Der Mensch greift erstmals in der Erdgeschichte substanziell in die Klimaentwicklung unseres Planeten ein. Im globalen Durchschnitt messen wir aktuell bereits 0,9 Grad Erwärmung seit 1880, überwiegend von menschlichen Aktivitäten verursacht. Das stellt als globaler Durchschnitt einen Mittelwert über Ozeane und Kontinente dar. Die Erwärmung beträgt für Österreich – als Binnenland, zudem im Einfluss der pannonischen Tiefebene – bereits knapp zwei Grad Celsius. Die Hälfte davon ist seit 1980 eingetreten.
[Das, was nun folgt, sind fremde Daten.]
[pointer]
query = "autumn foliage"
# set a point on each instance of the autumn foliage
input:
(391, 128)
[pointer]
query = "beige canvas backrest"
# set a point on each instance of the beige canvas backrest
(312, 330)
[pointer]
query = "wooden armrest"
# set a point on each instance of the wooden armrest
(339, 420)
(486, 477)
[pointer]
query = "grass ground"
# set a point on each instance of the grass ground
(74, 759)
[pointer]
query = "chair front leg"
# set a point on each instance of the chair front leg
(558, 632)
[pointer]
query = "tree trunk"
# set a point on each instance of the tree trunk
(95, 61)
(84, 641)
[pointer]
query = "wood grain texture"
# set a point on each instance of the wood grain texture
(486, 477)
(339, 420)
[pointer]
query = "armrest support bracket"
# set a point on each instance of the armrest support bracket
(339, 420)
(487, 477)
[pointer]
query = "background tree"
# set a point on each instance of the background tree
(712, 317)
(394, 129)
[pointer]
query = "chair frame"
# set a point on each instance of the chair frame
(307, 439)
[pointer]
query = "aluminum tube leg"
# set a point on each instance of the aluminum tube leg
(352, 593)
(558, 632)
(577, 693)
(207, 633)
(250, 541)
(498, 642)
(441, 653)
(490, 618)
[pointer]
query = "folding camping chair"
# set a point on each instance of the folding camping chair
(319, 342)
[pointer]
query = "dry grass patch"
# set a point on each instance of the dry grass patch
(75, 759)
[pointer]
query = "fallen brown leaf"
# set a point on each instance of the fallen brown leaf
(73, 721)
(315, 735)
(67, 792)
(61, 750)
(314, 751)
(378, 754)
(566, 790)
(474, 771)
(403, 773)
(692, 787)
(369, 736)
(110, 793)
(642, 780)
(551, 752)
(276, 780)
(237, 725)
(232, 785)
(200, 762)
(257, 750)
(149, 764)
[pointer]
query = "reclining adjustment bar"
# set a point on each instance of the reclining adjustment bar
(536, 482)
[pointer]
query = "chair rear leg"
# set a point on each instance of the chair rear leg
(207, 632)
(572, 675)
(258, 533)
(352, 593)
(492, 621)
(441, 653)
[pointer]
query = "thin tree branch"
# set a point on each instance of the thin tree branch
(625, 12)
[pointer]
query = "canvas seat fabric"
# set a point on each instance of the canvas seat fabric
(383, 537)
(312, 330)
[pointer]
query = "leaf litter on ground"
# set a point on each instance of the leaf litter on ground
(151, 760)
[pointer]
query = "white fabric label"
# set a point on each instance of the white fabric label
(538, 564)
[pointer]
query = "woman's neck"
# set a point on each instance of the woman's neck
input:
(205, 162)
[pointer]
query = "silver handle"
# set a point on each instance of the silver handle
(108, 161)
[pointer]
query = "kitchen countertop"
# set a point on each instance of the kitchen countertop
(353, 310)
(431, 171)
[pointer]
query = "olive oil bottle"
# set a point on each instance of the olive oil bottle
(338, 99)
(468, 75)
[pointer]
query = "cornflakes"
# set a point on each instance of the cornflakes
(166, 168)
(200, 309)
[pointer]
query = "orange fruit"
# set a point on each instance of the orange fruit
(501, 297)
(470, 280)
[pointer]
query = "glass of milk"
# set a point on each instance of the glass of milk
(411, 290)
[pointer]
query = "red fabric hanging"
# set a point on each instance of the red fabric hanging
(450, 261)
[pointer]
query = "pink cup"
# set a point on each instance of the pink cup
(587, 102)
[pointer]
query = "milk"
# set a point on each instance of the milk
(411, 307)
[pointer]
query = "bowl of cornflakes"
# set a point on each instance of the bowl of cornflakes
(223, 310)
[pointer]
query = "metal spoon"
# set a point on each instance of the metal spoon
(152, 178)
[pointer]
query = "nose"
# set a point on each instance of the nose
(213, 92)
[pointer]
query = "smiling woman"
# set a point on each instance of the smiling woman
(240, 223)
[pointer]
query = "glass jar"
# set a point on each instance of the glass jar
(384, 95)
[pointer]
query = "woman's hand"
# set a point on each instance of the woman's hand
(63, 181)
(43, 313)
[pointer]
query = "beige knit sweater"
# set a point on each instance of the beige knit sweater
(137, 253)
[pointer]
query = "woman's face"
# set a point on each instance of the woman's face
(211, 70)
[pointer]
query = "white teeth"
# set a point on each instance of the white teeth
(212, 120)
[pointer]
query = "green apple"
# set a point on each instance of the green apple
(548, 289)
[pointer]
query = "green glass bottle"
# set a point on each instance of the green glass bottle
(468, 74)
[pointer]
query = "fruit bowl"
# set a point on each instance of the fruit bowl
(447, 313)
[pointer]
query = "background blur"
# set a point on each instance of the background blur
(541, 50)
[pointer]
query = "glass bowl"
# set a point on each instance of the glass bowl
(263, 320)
Wie wird sich der Klimawandel bis 2048 darstellen? Aufgrund der Trägheit des Klimasystems und der Langlebigkeit der bereits emittierten Treibhausgase in der Atmosphäre kennen wir den weiteren Temperaturanstieg für diesen Zeithorizont bereits recht gut: In Österreich wird die Temperatur bis dahin um weitere etwa 1,4 Grad Celsius gestiegen sein. 2048 werden wir auch wissen, ob wir global die Trendwende geschafft haben, hin zu einer langfristigen Stabilisierung der Treibhausgaskonzentration in der Erdatmosphäre. Denn in den nächsten Jahren und Jahrzehnten entscheiden wir darüber, welches Ausmaß der Klimawandel danach annehmen wird, ob wir zum Ende des Jahrhunderts global mit hohen sechs Grad Erwärmung rechnen müssen (bzw. mit zehn Prozent Wahrscheinlichkeit sogar riskieren, noch mehr Erwärmung zu haben), was jeweils in Österreich zu einer entsprechend signifikant höheren Erwärmung führen würde, oder ob wir noch die Option haben, uns langfristig zumindest näher beim derzeitigen Klimafenster einzupendeln, in das die menschliche Zivilisation in vielen Dimensionen eingepasst ist.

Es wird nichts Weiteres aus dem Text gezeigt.